Le proporzioni da GT, le dimensioni importanti (il solo passo misura 3,1 metri) e le forme semplici ma sofisticate donano a Polestar Precept un look premium e sportivo. Grazie alla piattaforma 100% elettrica, e alle batterie collocate sotto al pianale, c’è molto spazio per i quattro passeggeri, sia per le gambe sia per la testa.
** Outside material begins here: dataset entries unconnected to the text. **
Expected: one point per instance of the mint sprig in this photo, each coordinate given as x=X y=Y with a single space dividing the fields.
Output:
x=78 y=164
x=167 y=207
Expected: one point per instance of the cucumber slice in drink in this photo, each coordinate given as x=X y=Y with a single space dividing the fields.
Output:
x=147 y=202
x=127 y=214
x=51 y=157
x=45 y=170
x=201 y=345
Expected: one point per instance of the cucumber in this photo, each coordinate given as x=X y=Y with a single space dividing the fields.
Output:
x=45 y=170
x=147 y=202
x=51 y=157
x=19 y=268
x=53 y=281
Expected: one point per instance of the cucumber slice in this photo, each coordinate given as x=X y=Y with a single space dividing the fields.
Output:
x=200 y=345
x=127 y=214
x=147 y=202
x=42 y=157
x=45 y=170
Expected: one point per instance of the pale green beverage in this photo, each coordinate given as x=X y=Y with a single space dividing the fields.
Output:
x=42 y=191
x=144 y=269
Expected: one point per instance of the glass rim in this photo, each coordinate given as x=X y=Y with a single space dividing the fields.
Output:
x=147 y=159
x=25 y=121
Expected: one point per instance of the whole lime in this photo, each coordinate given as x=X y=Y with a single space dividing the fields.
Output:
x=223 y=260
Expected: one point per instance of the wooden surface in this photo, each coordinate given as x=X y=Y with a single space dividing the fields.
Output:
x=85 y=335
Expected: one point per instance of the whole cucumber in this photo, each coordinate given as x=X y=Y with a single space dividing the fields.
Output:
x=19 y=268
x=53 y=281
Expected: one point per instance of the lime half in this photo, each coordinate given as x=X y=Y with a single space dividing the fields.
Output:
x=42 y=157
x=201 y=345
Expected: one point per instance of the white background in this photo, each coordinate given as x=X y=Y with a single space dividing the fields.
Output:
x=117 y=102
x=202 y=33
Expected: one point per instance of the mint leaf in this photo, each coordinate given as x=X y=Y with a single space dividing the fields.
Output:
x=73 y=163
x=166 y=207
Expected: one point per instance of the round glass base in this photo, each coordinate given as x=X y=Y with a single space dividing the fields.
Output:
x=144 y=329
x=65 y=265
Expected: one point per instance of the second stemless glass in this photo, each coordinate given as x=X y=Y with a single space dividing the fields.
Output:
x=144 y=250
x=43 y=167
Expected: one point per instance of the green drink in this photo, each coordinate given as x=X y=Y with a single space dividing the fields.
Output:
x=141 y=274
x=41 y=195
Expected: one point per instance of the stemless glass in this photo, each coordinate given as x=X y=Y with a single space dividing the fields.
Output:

Cambia in modo significativo, rispetto alle attuali vetture in gamma (la coupé ibrida plug-in Polestar 1 e la berlina-crossover elettrica Polestar 2) il look del frontale, che abbandona la mascherina di derivazione Volvo per abbracciare quella che il marchio definisce la Polestar SmartZone: l’area che un tempo canalizzava l’aria verso i radiatori e il motore a combustione interna, oggi ospita la tecnologia per i sensori di sicurezza e le funzioni di assistenza alla guida. Riuniti appositamente dietro un pannello trasparente dedicato all’hardware intelligente sono presenti due sensori radar e una telecamera ad alta definizione. Il pod LIDAR, montato sopra il tetto di vetro, ha una visibilità ottimale come prossimo passo verso una maggiore assistenza alla guida.
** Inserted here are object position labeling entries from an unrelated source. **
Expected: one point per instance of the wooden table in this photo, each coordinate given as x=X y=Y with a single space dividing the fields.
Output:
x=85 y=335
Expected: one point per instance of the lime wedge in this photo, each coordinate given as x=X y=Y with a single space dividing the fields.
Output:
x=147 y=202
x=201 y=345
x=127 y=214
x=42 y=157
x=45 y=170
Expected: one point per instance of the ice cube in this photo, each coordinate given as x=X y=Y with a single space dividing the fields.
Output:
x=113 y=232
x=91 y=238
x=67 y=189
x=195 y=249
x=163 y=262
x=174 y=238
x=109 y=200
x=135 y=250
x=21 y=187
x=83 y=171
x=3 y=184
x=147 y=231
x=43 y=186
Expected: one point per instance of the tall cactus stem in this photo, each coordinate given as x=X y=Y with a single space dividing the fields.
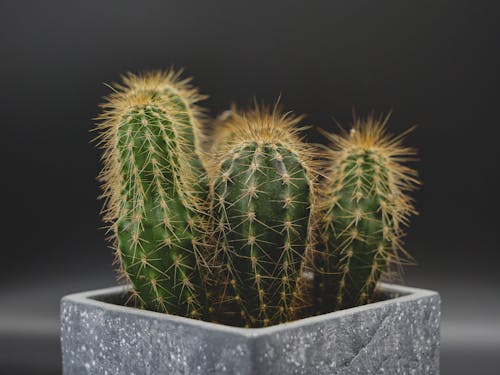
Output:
x=154 y=187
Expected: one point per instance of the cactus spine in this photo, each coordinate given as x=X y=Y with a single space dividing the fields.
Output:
x=154 y=185
x=263 y=195
x=365 y=208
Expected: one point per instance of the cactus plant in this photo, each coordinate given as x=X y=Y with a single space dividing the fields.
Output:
x=263 y=207
x=365 y=207
x=155 y=189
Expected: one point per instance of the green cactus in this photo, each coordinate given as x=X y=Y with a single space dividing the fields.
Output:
x=155 y=186
x=365 y=207
x=263 y=195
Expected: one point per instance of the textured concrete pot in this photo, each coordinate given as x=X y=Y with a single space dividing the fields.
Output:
x=396 y=336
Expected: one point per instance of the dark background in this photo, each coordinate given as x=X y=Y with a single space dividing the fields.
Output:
x=434 y=63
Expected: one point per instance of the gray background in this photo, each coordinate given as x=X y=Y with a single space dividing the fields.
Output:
x=435 y=63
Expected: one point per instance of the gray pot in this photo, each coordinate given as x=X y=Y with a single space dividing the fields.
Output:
x=396 y=336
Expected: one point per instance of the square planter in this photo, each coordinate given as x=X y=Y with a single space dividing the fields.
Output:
x=399 y=335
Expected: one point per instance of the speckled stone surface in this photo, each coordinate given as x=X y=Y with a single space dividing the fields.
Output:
x=396 y=336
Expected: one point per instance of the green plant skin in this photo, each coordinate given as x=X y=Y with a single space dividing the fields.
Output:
x=159 y=227
x=360 y=231
x=262 y=210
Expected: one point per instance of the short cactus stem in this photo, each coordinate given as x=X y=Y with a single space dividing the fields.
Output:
x=262 y=197
x=154 y=186
x=365 y=207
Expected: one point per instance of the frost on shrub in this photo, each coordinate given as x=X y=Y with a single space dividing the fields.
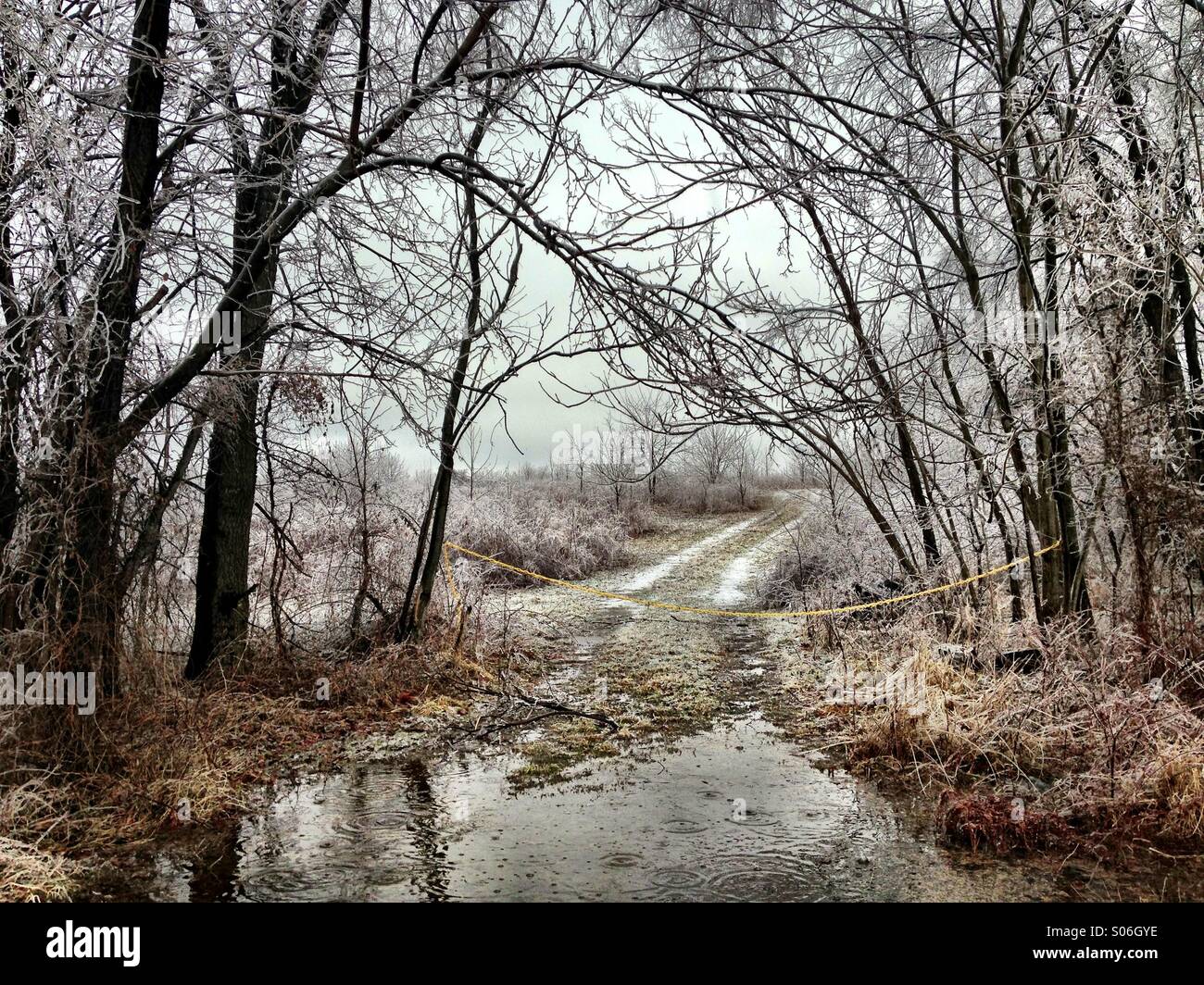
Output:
x=555 y=536
x=826 y=557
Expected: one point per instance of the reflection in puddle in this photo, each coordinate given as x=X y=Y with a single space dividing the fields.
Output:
x=658 y=829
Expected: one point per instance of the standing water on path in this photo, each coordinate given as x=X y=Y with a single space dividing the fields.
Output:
x=734 y=814
x=711 y=804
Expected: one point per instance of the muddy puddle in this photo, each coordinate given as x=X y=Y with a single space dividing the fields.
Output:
x=717 y=804
x=733 y=814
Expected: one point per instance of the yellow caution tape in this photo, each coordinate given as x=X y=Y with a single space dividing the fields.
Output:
x=651 y=604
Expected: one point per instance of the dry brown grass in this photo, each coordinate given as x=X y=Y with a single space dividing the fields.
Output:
x=1096 y=751
x=173 y=755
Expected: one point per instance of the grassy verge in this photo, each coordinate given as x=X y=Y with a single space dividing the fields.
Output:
x=192 y=756
x=1084 y=751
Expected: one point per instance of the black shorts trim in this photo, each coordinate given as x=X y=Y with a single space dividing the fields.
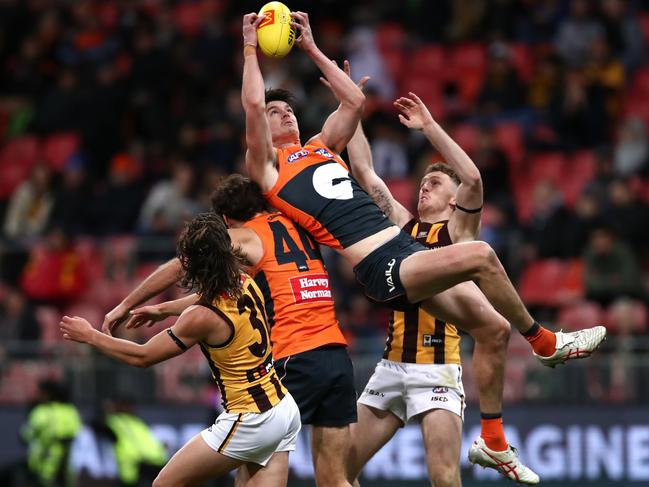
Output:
x=378 y=272
x=322 y=383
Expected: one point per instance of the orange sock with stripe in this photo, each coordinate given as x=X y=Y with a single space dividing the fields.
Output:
x=543 y=341
x=492 y=431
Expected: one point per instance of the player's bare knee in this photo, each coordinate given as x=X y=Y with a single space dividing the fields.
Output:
x=488 y=262
x=446 y=474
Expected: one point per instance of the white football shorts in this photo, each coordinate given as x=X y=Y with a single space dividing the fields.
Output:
x=407 y=390
x=254 y=437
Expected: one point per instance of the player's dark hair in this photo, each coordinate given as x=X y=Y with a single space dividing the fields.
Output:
x=209 y=264
x=279 y=94
x=443 y=168
x=239 y=198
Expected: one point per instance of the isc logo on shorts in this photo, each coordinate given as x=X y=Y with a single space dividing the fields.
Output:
x=431 y=340
x=373 y=392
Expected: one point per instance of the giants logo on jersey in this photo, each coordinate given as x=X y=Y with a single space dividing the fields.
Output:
x=314 y=287
x=332 y=181
x=296 y=156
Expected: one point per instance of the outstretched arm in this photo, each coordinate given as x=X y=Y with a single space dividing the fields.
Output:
x=196 y=323
x=162 y=278
x=360 y=159
x=260 y=156
x=464 y=225
x=341 y=124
La stessa firma luminosa a martello di Thor si evolve con elementi separati: il frontale, in questo caso, assume uno sguardo più deciso, che la Casa descrive come “robotico”. Al posteriore, un elemento aerodinamico a lama interessa tutta la larghezza del veicolo, concludendosi in ali verticali. L’aerodinamica è curata anche nella vista frontale, con un’apertura nel cofano che canalizza i flussi al posteriore, e nella vista laterale, dove gli specchietti sono sostituiti da telecamere. Un’altra telecamera, grandangolare, è invece montata sul retro dell’auto per trasmettere immagini pulite e senza ostacoli allo schermo centrale. Non che manchi visibilità, anzi: il tetto in vetro prosegue senza soluzione di continuità nel lunotto, mentre il portellone si apre con apertura più ampia grazie alle cerniere montate più in alto che sulle normali berline.

Dentro, un posto guida dalle forme semplici, moderne e allo stesso tempo accoglienti grazie a materiali caldi e sostenibili come il legno e i tessuti in lino Bcomp, che tra l’altro fanno risparmiare fino al 50% in termini di peso, riducendo dell’80% i rifiuti in plastica. La sostenibilità è un impegno serio per Polestar, figlia di quella Volvo Cars da anni in prima linea in questo campo: le superfici dei sedili sono realizzate in 3D con bottiglie di PET riciclate; i cuscini e i poggiatesta sono realizzati in vinile di sughero riciclato, mentre i tappeti sono realizzati con reti da pesca di recupero.

L’INTERFACCIA DEL PROSSIMO FUTURO

Polestar Precept porta con sé l’ultima evoluzione dell’interfaccia uomo-macchina di Polestar che, come sappiamo, è basata sul sistema operativo Android Automotive OS di Google. Il cockpit è formato da un display touch da 15 pollici centrale verticale, affiancato da una strumentazione digitale da 12,5 pollici: i due display sono collegati da una lama illuminata che racchiude tutto il posto guida. Al centro dei poggiatesta dei sedili posteriori, invece domina la scena il logo Polestar olografico fluttuante all’interno di un pezzo di cristallo svedese.

Tornando al cruscotto, questo ospita anche una serie di sensori intelligenti. Il rilevamento degli occhi consentirà all’auto di monitorare lo sguardo del conducente e di regolare di conseguenza il contenuto dei vari schermi. I sensori di prossimità, inoltre, migliorano la fruibilità del display centrale durante la guida.